You also need the date stamped after the letters, like 0705. I just told them that I had 400 miles on them and do they want to replace them one at a time when they blow and hope I do not flip the trailer or replace all now. They replaced all. I have access to a tire machine and balancer, but most stations or any tire place will change them and balance for you. What I did using a floor jack is raise gently one side of the trailer, remove two tires, put on spare in case jack failed and did them two at a time. Remember you are not raiseing a car that has tires in 4 corners. There is a lot of weight on the tongue jack and the other two tires are in the center on the other side.

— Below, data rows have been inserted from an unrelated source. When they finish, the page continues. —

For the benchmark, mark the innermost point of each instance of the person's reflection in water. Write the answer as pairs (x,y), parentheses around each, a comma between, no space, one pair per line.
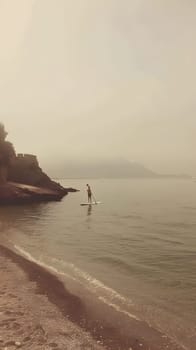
(89,211)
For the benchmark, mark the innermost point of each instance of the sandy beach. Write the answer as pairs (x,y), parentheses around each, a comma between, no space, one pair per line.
(37,312)
(28,320)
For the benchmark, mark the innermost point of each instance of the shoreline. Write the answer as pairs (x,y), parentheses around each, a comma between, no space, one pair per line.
(106,328)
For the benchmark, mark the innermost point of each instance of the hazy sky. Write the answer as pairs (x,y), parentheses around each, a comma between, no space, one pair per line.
(93,78)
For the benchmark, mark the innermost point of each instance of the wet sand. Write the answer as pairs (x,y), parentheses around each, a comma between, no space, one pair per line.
(38,312)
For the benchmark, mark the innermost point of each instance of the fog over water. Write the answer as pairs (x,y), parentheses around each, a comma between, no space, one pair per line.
(84,79)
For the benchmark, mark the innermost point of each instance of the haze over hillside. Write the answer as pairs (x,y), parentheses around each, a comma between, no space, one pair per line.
(118,168)
(95,78)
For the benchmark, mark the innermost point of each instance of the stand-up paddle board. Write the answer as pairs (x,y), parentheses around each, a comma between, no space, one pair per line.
(93,203)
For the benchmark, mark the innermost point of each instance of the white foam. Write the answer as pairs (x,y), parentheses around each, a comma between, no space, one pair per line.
(41,263)
(110,293)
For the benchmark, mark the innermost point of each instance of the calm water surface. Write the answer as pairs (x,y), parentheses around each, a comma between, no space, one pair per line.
(136,250)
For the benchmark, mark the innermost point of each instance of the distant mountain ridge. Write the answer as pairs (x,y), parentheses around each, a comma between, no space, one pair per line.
(104,169)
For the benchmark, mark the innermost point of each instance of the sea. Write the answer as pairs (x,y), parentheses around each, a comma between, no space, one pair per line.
(135,251)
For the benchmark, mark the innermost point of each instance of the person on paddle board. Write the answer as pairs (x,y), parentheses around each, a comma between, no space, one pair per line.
(89,192)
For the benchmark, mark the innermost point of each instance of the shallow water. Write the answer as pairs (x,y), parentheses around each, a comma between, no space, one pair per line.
(136,251)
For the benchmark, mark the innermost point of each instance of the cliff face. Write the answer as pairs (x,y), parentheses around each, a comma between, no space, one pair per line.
(26,170)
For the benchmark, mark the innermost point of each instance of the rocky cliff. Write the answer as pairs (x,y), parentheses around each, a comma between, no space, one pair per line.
(25,169)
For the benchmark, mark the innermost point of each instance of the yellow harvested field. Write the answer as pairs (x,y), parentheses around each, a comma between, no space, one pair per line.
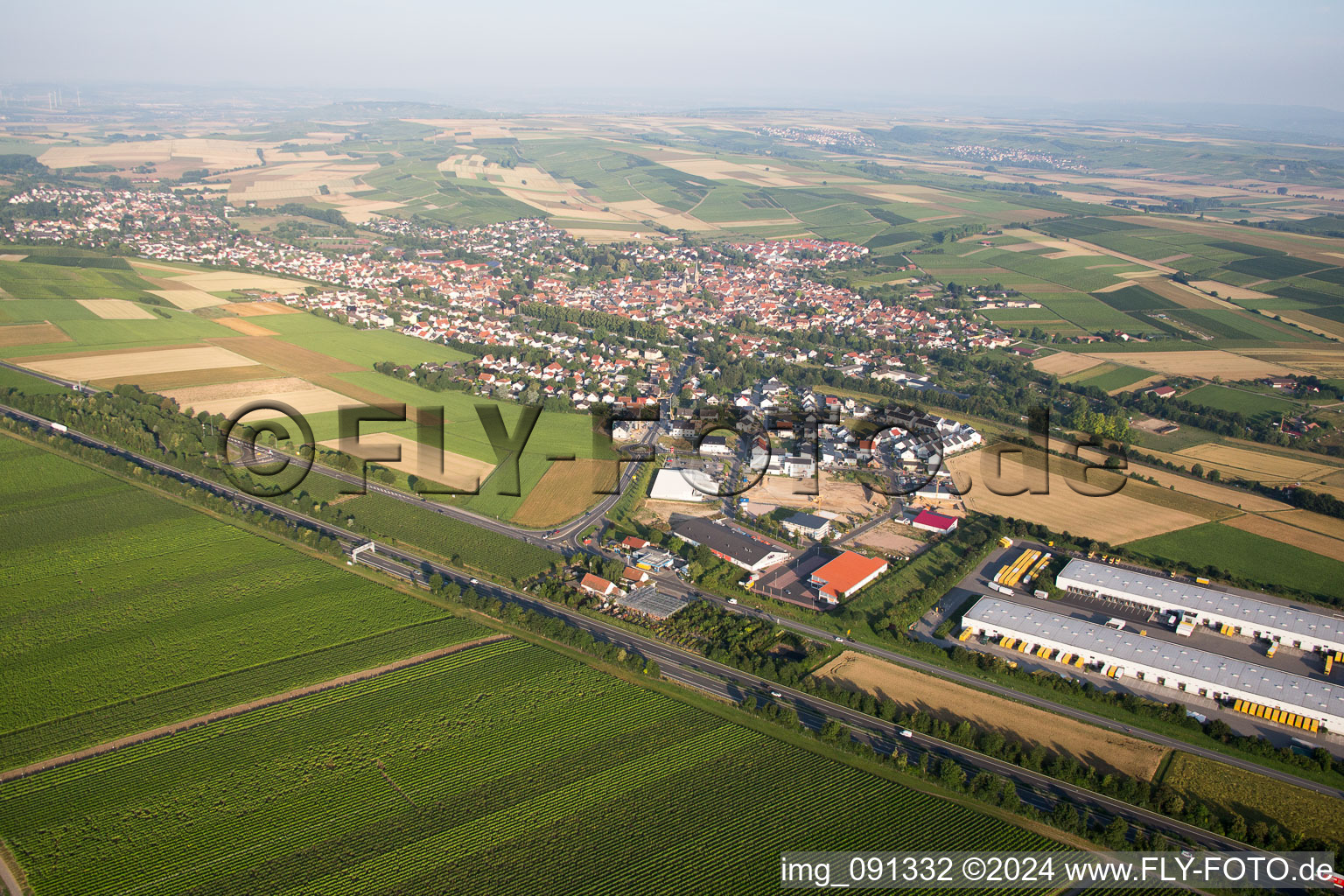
(120,366)
(1271,528)
(261,309)
(202,152)
(1033,240)
(188,300)
(1208,364)
(246,328)
(1065,363)
(1115,517)
(1323,361)
(226,281)
(116,309)
(1313,522)
(460,472)
(1199,488)
(226,398)
(1226,290)
(913,690)
(285,356)
(32,335)
(567,489)
(1256,465)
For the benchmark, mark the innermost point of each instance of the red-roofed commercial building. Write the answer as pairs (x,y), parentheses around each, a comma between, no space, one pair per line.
(845,574)
(930,522)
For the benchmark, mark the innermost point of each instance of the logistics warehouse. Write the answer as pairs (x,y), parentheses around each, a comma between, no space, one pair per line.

The money spent is up to you to swap rims depending on how close your dealer is. Have them balanced, spend that money. You will be amazed how out they are.

John


----------



## matty1 (Mar 7, 2005)

She replied that if I was concerned, they will replace all of them, I think that is they way to go.


----------



## johnp (Mar 15, 2004)

Well it might be my turn of 5 tires my two fronts have vertical cracks one bubbled of the rear tires one has a hor. crack and my spare which has never been on pavement has a couple of cracks. One tire looks like the rubber compound didn't mix right or the mold was dirty. DOT OU KC TC 12704. JUNK









John


----------



## huntr70 (Jul 8, 2005)

OK,

who's gonna send me the pics of their trash tires, so I can call and get new ones too???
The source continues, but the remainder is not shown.